Alyson e Salgado se prontificam pra me levar pro hospital no carro de Jumentão. Beleza! Valeu galera! Vou pegar minha bolsa, me sinto enjoado no caminho. Vomito um pouco. Levanto, bebo água e saio.

O carro voa.

Eu grito de dor.

Está foda agüentar... Muito foda. Meu dedo está num ângulo estranho.

Peço álcool, eles não tem! Merda! Ta doendo, porra!

Peço rock no som, não tem!

Alyson põe Bon Jovi, You Give Love a Bad Name. Eu canto junto, ou pelo menos tento... A dor me faz gritar mais alto!

Peço um som mais pesado, não tem! Droooga!

Chego no hospital, vou direto pra urgência, o médico pede raio x, vou tirar. A moça do raio X solta um “ah meu deus! Isso ta muito feio!”

Saio, fico do lado de fora com Alyson, Salgado, Meu pai e meu irmão. Peço pra Alyson tirar fotos minhas, do meu dedo fudido, ele faz.

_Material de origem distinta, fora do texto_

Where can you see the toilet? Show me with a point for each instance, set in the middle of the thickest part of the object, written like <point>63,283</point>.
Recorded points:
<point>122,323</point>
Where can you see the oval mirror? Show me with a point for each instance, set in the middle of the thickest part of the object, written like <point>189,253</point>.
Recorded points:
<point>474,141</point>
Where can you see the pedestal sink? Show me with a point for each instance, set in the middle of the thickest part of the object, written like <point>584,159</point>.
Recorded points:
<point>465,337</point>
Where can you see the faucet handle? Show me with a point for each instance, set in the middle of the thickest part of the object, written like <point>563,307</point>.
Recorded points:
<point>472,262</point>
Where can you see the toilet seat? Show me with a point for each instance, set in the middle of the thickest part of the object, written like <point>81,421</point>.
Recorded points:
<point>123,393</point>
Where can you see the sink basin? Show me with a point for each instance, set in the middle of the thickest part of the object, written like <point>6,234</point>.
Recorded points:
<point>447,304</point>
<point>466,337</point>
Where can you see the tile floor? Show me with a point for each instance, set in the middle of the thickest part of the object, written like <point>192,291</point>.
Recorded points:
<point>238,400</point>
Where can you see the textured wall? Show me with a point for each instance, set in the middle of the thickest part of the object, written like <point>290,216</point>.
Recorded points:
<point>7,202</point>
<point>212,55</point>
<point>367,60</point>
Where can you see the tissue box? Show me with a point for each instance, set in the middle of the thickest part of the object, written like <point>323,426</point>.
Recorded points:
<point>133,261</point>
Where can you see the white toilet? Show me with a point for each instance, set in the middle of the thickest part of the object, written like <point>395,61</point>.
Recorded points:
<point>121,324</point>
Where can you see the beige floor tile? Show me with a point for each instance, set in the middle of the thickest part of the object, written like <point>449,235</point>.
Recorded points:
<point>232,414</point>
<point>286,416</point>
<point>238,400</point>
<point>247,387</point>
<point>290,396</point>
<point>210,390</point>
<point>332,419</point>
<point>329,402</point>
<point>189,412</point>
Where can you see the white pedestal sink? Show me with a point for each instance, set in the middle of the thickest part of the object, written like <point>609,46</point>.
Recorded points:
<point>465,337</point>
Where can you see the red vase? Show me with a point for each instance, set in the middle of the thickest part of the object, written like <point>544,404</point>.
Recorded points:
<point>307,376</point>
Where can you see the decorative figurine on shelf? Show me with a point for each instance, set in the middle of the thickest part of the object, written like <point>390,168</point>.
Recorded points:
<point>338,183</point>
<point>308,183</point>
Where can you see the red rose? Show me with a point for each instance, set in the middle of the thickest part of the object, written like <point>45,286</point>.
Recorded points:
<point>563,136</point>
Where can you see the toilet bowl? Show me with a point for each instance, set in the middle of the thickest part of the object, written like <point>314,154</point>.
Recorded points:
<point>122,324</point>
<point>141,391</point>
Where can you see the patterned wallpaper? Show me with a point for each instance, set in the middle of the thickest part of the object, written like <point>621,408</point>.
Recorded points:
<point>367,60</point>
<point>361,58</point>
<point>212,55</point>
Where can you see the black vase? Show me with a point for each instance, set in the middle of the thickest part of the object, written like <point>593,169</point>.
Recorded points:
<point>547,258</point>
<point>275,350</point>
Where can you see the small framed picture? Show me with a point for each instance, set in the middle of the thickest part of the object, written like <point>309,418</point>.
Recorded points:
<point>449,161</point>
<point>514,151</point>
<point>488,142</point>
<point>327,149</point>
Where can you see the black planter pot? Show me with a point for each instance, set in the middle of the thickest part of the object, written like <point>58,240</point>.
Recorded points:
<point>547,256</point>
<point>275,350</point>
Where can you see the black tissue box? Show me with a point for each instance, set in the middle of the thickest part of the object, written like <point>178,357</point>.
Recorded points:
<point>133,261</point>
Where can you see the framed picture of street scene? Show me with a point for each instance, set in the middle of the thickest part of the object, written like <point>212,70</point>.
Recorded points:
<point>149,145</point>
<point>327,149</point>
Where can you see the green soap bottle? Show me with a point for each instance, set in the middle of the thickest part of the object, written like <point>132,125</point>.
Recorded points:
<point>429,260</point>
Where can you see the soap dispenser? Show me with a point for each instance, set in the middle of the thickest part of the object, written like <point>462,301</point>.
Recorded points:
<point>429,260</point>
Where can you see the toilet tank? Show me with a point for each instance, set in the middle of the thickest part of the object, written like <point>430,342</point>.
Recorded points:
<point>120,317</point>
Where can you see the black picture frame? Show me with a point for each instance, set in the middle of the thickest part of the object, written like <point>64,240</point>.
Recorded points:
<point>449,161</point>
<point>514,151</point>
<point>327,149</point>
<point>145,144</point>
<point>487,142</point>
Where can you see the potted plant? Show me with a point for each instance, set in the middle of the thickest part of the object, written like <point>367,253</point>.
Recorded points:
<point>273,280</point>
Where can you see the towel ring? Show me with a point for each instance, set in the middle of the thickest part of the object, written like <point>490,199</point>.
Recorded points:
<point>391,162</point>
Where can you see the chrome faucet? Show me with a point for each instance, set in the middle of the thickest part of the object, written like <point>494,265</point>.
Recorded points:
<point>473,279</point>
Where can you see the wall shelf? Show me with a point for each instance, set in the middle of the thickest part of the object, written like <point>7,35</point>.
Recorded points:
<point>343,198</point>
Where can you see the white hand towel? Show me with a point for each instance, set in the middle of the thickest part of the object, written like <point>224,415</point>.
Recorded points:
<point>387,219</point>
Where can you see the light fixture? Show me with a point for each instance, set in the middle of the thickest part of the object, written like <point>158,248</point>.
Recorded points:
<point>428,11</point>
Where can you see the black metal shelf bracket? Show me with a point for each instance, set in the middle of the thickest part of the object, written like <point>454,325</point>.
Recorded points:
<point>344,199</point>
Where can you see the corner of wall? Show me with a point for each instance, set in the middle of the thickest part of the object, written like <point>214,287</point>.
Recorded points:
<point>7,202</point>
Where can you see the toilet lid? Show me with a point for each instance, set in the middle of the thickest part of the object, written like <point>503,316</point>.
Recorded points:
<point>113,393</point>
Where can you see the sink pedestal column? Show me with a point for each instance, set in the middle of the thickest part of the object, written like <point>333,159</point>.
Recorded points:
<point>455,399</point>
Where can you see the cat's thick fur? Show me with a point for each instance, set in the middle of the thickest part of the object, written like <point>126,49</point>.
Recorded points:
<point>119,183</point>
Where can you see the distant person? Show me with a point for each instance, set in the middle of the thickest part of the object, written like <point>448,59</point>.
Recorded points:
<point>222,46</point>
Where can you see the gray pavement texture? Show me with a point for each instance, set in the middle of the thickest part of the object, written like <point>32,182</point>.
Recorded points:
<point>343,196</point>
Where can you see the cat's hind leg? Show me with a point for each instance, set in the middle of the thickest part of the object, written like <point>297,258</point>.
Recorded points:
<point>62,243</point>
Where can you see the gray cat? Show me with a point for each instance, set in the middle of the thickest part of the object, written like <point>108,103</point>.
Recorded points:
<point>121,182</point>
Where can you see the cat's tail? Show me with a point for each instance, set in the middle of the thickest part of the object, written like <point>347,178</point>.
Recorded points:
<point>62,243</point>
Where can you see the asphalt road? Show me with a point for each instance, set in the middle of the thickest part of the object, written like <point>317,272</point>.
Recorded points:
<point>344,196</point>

Vou direto pra sala do gesso. O médico fecha as portas.

Ele avisa que não tem nada quebrado, que eu só fodi o ligamento do dedo e que desloquei ele todo... Vai precisar por no lugar.

Ele não me dá anestesia. Ele imprensa meu dedo com força, não entra no lugar. Eu grito. Grito de novo. Ta foda agüentar a dor...

O médico pede desculpa por ter errado. Eu me sinto tonto. Ele tenta de novo. Eu grito novamente, mais alto. Meu dedo faz “tlec” e entra no lugar.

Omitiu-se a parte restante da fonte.